I found that PVA glue such as Mod Podge is the best among. PVA glue or white craft glue dries into a transparent rubbery texture so it gives a better hold for the gauze material and for the DIY ghost to withstand the humid air during a misty night. It can be hung outdoor under some shades to prevent direct heavy rain (make sure you’ve got the holiday lights for outdoor too).
At first, I thought laundry spray starch is sufficient to do the job. No, I was wrong, it didn’t work out even with the strongest hold. It can’t hold the ghost skirt in floating style and won’t stick on the ping pong ball. This probably due to the loosely woven structure of the gauze material, and also, I didn’t iron it.
Home-made corn starch glue is good but it is too crispy after drying and won’t be able to hold still under wet misty nights, it will “melt”. If you don’t have PVA glue and never think of putting the ghost lights outdoor, then corn starch glue will be an option.
The “flying ghost lights” in the background are done by a camera trick called “bokeh lights”. It involves a DSLR camera with a wide-open aperture lens and some black card stock to do it. Will make a separate tutorial on this later [update: please refer to this tutorial for bokeh light, substitute the template with a ghost]. Let’s concentrate on how to make this gauze/cheesecloth ghost light in this tutorial for now.
Happy decorating for the Halloween!!!
- Ping Pong Ball – 6
- Gauze pads [4″x4″, 8 ply] – 6 pcs. Or loose woven cheesecloth
- Mod Podge or any PVA white craft glue
- Holiday lights – single yellow color
- Permanent black marker
- Awl or craft knife
- Egg crate
- Masking Tape
- Clean empty container and spoon
- a. Get ready all the tools and materials on a table.
b. Unfold the 4″x4″ 8 ply gauze pad, it should measures around 8″x16″, fold it into half, i.e. 8″ x 8″. Repeat all the 6 pcs.
If you are using loosely woven cheesecloth, cut it into 16″x8″ size and fold into half too.
Don’t worry too much if the sizes are not exactly 8″ x 8″, it won’t affect the ghost look a lot.
- Make an approx. 1″ raised platform on the egg crate by rolling a piece of masking tape with the adhesive side facing out. Make 6.
- Use an awl to make a hole in the ping pong ball. If you ping pong ball has printed label, punch the hole there.
If your holiday light is not LED but small bulb type which is bigger, use a craft knife to make a cross-cut instead.
- a. Insert the light into the ping pong and it should be snuggle fit so that it is holding up there.
b. Remove all the lights from the ping pong balls.
- Draw some ghost facials and expressions on the ping pong balls.
It can be just any expression, angry, frightened, worried, happy, sad or even with Dracula look.
- Press and stick the ping pong balls on the raise masking tapes.
- Dilute about 2 to 3 tablespoons of Mod Podge or PVA craft glue to a runny consistency. Add a small amount of water at a time and stir well.

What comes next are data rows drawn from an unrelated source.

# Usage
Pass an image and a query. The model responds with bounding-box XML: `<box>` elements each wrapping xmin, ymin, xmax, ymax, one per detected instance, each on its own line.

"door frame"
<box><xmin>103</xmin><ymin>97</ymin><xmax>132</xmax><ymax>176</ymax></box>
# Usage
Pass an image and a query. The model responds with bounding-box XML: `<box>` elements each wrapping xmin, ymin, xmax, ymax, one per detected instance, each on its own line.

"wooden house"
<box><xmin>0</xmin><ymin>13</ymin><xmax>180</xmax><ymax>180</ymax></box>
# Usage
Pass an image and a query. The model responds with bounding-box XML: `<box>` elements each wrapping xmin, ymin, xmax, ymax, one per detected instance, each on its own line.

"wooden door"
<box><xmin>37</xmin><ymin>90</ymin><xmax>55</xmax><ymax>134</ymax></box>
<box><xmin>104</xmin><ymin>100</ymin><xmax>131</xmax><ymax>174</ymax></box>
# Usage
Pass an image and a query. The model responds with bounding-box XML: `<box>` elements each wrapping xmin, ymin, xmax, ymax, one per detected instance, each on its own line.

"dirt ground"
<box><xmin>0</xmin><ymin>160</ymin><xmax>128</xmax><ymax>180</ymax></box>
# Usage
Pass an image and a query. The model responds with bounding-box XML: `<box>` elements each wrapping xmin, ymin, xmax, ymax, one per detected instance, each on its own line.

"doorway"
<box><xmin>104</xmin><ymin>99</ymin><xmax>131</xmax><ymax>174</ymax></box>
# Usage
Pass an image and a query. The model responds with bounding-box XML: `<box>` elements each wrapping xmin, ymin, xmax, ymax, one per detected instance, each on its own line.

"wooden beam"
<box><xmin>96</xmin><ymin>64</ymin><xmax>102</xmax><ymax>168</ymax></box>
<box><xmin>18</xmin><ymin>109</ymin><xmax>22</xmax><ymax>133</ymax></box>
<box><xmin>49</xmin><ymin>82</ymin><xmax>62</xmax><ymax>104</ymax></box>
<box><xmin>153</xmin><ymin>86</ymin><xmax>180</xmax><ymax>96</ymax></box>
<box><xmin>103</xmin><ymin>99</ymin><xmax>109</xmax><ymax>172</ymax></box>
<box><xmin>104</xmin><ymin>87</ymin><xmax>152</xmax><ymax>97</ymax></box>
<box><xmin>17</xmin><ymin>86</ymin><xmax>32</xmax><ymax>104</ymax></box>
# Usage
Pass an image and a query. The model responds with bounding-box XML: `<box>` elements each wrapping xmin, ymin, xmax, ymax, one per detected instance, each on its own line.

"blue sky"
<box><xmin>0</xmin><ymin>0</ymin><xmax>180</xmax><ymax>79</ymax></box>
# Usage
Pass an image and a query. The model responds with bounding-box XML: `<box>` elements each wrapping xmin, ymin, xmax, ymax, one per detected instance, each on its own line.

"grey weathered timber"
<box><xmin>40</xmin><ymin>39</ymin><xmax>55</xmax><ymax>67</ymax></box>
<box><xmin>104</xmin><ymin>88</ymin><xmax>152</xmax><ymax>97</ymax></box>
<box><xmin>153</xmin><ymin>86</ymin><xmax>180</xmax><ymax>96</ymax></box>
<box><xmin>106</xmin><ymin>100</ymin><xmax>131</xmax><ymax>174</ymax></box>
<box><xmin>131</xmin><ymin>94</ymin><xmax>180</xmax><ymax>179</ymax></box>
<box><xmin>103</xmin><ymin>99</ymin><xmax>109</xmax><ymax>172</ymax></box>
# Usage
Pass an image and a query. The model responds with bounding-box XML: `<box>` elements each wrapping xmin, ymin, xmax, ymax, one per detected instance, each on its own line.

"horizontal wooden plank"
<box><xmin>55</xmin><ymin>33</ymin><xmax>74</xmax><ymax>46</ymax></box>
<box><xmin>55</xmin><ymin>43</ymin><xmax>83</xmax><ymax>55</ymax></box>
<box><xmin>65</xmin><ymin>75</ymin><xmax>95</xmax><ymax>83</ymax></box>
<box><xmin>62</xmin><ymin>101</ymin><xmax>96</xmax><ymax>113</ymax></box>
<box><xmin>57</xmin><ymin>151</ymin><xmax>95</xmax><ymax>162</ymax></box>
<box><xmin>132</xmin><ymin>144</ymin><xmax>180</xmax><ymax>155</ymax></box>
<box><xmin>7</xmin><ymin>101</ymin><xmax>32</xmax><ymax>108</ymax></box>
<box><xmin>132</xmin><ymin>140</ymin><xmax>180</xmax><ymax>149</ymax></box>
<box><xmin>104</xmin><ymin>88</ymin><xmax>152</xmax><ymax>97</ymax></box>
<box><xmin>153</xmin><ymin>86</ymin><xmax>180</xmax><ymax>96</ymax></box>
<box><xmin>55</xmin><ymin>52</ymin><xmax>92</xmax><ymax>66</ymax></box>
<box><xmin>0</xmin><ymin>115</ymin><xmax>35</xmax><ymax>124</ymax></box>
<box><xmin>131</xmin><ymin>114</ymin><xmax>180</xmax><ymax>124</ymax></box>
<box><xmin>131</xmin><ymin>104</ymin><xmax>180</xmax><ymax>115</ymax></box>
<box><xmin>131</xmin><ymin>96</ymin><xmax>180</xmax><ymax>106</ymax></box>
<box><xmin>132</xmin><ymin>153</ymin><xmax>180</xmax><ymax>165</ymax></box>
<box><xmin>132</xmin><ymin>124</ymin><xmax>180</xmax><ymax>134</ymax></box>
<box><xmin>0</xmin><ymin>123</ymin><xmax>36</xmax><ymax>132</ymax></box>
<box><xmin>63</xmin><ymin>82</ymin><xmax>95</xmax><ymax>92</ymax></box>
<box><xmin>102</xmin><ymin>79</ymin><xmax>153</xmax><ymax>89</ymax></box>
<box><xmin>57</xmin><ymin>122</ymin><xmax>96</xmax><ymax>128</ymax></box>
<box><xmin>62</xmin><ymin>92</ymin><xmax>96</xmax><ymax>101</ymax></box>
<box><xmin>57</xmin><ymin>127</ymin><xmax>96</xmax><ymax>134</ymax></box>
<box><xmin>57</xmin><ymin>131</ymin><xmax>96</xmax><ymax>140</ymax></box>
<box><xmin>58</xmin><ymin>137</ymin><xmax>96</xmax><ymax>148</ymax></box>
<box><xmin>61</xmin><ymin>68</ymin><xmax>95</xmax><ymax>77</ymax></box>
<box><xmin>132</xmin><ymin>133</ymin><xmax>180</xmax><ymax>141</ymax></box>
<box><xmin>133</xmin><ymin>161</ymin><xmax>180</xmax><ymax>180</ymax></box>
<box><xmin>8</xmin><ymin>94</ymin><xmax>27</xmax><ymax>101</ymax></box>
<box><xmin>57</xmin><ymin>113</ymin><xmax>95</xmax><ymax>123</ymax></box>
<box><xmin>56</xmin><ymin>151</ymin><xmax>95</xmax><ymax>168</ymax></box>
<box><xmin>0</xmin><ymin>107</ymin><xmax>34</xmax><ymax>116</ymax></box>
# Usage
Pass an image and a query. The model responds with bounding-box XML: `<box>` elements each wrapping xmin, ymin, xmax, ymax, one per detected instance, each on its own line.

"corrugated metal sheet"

How runny? Something like melted ice cream.
- a. Dip the folded 8″ x 8″ gauze or cheesecloth into the runny glue.
The gauze must be fully dipped into the glue so that it gets all the glue on it.

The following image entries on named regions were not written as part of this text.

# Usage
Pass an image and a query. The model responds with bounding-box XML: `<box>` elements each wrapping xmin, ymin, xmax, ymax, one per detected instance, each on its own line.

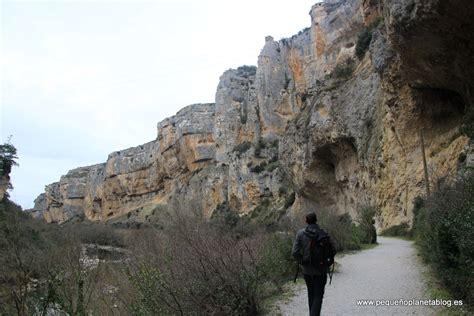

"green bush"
<box><xmin>265</xmin><ymin>161</ymin><xmax>280</xmax><ymax>172</ymax></box>
<box><xmin>414</xmin><ymin>173</ymin><xmax>474</xmax><ymax>304</ymax></box>
<box><xmin>260</xmin><ymin>232</ymin><xmax>295</xmax><ymax>287</ymax></box>
<box><xmin>128</xmin><ymin>217</ymin><xmax>294</xmax><ymax>315</ymax></box>
<box><xmin>355</xmin><ymin>28</ymin><xmax>372</xmax><ymax>60</ymax></box>
<box><xmin>332</xmin><ymin>58</ymin><xmax>355</xmax><ymax>79</ymax></box>
<box><xmin>232</xmin><ymin>142</ymin><xmax>252</xmax><ymax>157</ymax></box>
<box><xmin>0</xmin><ymin>141</ymin><xmax>18</xmax><ymax>176</ymax></box>
<box><xmin>285</xmin><ymin>192</ymin><xmax>296</xmax><ymax>209</ymax></box>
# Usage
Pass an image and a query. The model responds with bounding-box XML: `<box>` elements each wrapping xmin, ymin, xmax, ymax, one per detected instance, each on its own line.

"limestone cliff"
<box><xmin>31</xmin><ymin>0</ymin><xmax>474</xmax><ymax>228</ymax></box>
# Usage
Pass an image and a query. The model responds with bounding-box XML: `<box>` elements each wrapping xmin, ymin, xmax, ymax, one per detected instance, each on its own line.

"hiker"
<box><xmin>293</xmin><ymin>213</ymin><xmax>335</xmax><ymax>316</ymax></box>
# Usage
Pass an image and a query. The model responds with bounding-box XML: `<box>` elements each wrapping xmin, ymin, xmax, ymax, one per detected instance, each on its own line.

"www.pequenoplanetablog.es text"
<box><xmin>356</xmin><ymin>298</ymin><xmax>463</xmax><ymax>307</ymax></box>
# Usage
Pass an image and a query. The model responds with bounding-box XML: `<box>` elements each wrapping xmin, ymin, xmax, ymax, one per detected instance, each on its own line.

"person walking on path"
<box><xmin>292</xmin><ymin>213</ymin><xmax>334</xmax><ymax>316</ymax></box>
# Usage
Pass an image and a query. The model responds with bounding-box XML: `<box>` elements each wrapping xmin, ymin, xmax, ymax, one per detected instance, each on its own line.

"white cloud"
<box><xmin>0</xmin><ymin>0</ymin><xmax>314</xmax><ymax>207</ymax></box>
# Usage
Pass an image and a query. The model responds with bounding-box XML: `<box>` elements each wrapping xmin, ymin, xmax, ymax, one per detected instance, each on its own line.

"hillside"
<box><xmin>31</xmin><ymin>0</ymin><xmax>474</xmax><ymax>229</ymax></box>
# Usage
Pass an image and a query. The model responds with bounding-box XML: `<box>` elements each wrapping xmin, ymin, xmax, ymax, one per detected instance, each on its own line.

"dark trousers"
<box><xmin>304</xmin><ymin>274</ymin><xmax>328</xmax><ymax>316</ymax></box>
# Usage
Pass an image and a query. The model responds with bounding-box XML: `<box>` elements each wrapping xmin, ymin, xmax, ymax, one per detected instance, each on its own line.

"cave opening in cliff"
<box><xmin>305</xmin><ymin>137</ymin><xmax>358</xmax><ymax>208</ymax></box>
<box><xmin>416</xmin><ymin>88</ymin><xmax>466</xmax><ymax>137</ymax></box>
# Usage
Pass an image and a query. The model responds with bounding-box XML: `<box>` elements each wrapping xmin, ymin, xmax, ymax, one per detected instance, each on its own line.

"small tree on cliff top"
<box><xmin>0</xmin><ymin>136</ymin><xmax>18</xmax><ymax>176</ymax></box>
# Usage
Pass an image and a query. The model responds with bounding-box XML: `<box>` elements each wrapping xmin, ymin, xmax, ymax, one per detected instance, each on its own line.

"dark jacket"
<box><xmin>293</xmin><ymin>224</ymin><xmax>327</xmax><ymax>275</ymax></box>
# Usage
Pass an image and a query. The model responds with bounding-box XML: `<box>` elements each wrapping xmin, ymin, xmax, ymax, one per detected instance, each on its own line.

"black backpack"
<box><xmin>309</xmin><ymin>229</ymin><xmax>336</xmax><ymax>270</ymax></box>
<box><xmin>306</xmin><ymin>229</ymin><xmax>336</xmax><ymax>284</ymax></box>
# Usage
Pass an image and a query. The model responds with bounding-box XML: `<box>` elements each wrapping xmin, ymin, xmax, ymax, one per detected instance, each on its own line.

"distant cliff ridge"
<box><xmin>32</xmin><ymin>0</ymin><xmax>474</xmax><ymax>228</ymax></box>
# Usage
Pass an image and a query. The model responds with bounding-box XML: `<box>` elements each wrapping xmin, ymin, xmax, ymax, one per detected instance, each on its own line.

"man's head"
<box><xmin>306</xmin><ymin>212</ymin><xmax>318</xmax><ymax>225</ymax></box>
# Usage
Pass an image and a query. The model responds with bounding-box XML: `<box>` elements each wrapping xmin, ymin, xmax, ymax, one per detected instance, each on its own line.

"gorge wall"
<box><xmin>32</xmin><ymin>0</ymin><xmax>474</xmax><ymax>229</ymax></box>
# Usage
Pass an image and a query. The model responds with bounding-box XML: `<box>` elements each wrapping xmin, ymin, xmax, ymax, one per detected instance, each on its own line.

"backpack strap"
<box><xmin>328</xmin><ymin>263</ymin><xmax>336</xmax><ymax>285</ymax></box>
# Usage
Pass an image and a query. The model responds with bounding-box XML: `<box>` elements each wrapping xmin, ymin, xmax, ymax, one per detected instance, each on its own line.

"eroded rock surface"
<box><xmin>34</xmin><ymin>0</ymin><xmax>474</xmax><ymax>228</ymax></box>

b. Take out and squeeze out excessive dripping glue, still wet but not dripping.
c. Open up to 8″x8″ and cover the ping pong ball.
- Smooth out a few drops of glue on the top portion of the ping pong ball for better adhesion.
The opaque white glue will dry into a transparent clear surface, so don’t worry if it covers the markers.
- Repeat all six ghosts. Set them aside for at least 24 hours for drying.
While the glue is still wet, lift the bottom gauze to minimize the contact to the egg crate. You can place small pieces of wax paper or freezer paper or parchment paper facing upward to prevent them from sticking.
Insert the light bulbs or LED into the ghosts and hang up for Halloween. If the holes become too small for the LED light to get in after covering up with the gauze, use the awl or knife to enlarge it.